Ci sono, comunque, anche i pagamenti: buste con centinaia, migliaia di euro, approntate daSalvatore Spinelli, l’uomo-portafoglio di Silvio Berlusconi. Troppi per premiare innocenti serate organizzate per assicurare il riposo del guerriero. E a cui si aggiungono anche gli affitti pagati nella casa residence di via Olgettina, a un passo dall’ospedale San Raffaele: una vera tana delle ragazze a disposizione del presidente.
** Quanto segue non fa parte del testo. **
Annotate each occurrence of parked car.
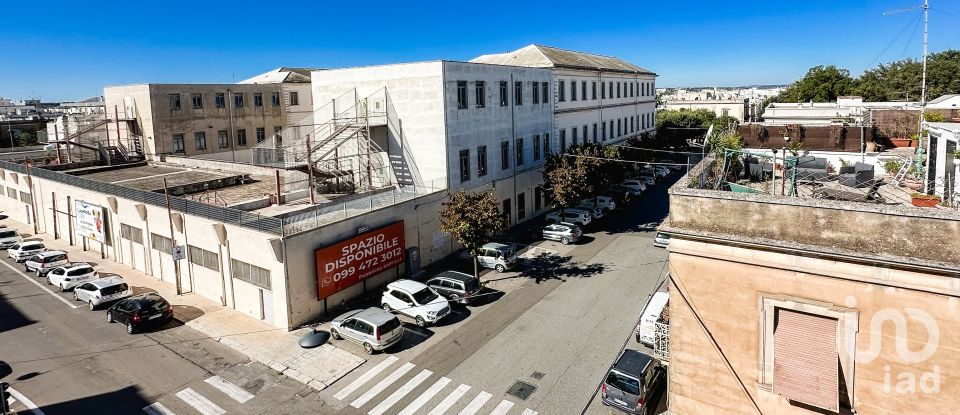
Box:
[427,271,482,304]
[653,232,670,248]
[330,307,403,354]
[7,241,47,262]
[107,293,173,334]
[547,209,593,227]
[543,222,583,245]
[73,277,133,310]
[600,349,666,414]
[380,280,450,327]
[23,251,70,277]
[477,242,517,272]
[0,227,23,249]
[580,195,617,212]
[47,262,100,291]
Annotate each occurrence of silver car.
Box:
[330,307,403,354]
[543,223,583,245]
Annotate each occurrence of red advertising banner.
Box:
[314,221,404,300]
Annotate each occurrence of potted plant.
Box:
[910,193,940,207]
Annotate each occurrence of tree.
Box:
[440,190,506,278]
[778,65,855,102]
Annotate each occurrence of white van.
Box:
[637,291,670,347]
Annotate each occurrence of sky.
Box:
[0,0,960,102]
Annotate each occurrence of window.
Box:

Ruby continua a smentire: “Non ho mai fatto sesso con il premier”, ha dichiarato ieri a Sky Tg24. “Silvio mi ha dato soldi perché aveva saputo della mia situazione difficile”. Ma nelle perquisizioni dei giorni scorsi alle ragazze sono stati trovati migliaia di euro, tutti in banconote da 500, e anche una busta con su scritto “Silvio”.
Nel decreto di perquisizione degli uffici di Spinelli, la Procura di Milano spiega che Minetti, Fede e Mora, “in concorso con ulteriori soggetti”, hanno “continuativamente svolto un’attività di induzione e favoreggiamento della prostituzione di soggetti maggiorenni e della minore El Mahroug Karima, individuando, selezionando, accompagnando un rilevante numero di giovani donne, che si sono prostituite con Silvio Berlusconi, presso le sue residenze, dietro pagamento di corrispettivo in denaro da parte di quest’ultimo, nonché gestendo e intermediando il sistema di retribuzione delle suddette ragazze a fronte dell’attività di prostituzione svolta”. La prosa è cruda, ma chiara.
Il plico nei Palazzi della politica romana
Tutto il resto, tutto il malloppone delle “prove evidenti” che condurranno Silvio Berlusconi diritto al giudizio immediato per prostituzione minorile e per concussione (per le pressioni esercitate nelle notte tra il 27 e il 28 maggio 2010 sui funzionari della Questura di Milano, affinché rilasciassero Ruby), sta nell’invito a comparire spedito al presidente del Consiglio e nelle 300 pagine mandate alla Camera per rinnovare la richiesta di perquisizione degli uffici di Spinelli, considerati “pertinenza della segreteria politica dell’onorevole Silvio Berlusconi”.
Sarà la Giunta per le autorizzazioni a procedere della Camera a decidere. Intanto il plico è arrivato a Montecitorio ed è stato chiuso in cassaforte. Lo ha comunicato il presidente della Giunta,Pierluigi Castagnetti: “È arrivato alla Camera, ma non è stato aperto. Io mi trovo in Sicilia e ho anticipato il mio rientro a Roma da martedì a lunedì proprio per questo”. Anticipata di due giorni la riunione dell’organismo, che era prevista, su tutt’altro argomento, per mercoledì. “Visto che i pm hanno chiesto il giudizio immediato”, commenta Castagnetti, “si può immaginare che i magistrati ritengano di disporre già di prove sufficienti. Dunque la nostra decisione potrebbe non rivelarsi decisiva ai fini processuali”. Ma intanto il materiale che, secondo la Procura di Milano, incastra Berlusconi è approdato nei Palazzi della politica romana.